Adolescence is the developmental transition from childhood to adulthood in which youth undergo substantial biological, cognitive, and psychosocial maturation. This developmental maturation equips youth with the skills and capacities needed in adulthood. However, these developmental processes occur gradually and on different trajectories. Neurological changes intensify adolescents’ emotional reactivity and reward sensitivity – often overpowering less developed cognitive control systems. Additionally, heavy reliance on peer status and affiliation, difficulty considering long-term consequences, and limited life experiences contribute to adolescents’ increased risk taking and potential for contact with the justice system. These types of observable normative adolescent characteristics served as the basis for creating the juvenile justice system – a legal system distinct from the criminal justice system that recognised youths’ immaturity relative to adults, decreased culpability for their actions, and increased amenability to change and rehabilitation.
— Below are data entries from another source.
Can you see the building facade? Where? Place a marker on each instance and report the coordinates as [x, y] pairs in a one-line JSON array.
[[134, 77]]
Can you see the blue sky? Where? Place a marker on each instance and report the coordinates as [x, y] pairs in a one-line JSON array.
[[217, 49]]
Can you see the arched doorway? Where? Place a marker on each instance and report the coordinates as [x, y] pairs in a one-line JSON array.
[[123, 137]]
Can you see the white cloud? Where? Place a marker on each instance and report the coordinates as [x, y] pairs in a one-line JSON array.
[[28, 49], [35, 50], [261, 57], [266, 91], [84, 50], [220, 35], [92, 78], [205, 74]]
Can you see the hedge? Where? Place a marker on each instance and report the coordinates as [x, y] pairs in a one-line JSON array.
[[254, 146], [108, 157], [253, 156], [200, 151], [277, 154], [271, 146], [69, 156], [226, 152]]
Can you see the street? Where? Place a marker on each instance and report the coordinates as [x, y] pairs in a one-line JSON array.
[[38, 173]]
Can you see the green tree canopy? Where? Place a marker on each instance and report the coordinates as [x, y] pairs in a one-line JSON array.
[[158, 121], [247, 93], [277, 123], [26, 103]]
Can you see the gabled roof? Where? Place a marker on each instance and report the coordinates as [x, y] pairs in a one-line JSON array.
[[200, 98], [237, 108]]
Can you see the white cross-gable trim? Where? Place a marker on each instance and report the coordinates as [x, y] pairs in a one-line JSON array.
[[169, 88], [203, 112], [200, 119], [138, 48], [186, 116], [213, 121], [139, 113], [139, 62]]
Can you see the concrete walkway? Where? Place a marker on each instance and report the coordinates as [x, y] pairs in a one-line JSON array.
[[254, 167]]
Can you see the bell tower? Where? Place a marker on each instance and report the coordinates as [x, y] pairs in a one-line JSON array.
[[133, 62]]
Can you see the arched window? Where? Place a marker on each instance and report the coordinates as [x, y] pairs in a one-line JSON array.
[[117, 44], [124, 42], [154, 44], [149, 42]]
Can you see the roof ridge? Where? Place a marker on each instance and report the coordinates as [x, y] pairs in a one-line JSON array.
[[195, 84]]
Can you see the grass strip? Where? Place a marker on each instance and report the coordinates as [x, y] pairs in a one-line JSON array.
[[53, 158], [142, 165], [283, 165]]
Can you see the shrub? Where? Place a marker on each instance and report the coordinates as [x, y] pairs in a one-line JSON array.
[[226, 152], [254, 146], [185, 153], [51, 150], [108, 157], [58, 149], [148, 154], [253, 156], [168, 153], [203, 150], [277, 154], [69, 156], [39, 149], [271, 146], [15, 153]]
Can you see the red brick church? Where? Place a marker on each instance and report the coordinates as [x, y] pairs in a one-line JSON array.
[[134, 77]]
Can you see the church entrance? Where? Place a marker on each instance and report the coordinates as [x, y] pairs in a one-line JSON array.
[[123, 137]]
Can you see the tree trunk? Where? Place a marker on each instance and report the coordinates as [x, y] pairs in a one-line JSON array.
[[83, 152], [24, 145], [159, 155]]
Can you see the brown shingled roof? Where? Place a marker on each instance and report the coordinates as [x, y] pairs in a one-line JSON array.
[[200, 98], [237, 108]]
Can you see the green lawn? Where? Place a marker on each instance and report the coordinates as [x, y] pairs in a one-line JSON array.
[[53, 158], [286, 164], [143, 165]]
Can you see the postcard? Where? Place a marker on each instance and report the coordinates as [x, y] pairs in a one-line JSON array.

Despite the late twentieth century’s shift toward a more punitive juvenile justice system, advances in neuroscience and behavioural research in the early twenty-first century have contributed to efforts to reform juvenile justice system policies and practices to better reflect youths’ developmental capacities and potential for successful transitions into adulthood. This entry reviews the developmental and neuroscience research, alignment between these research findings and existing juvenile justice policy and practice, and ways in which recent and ongoing reform efforts seek to better align the juvenile justice system with empirical findings on youths’ functioning and decision-making capacities.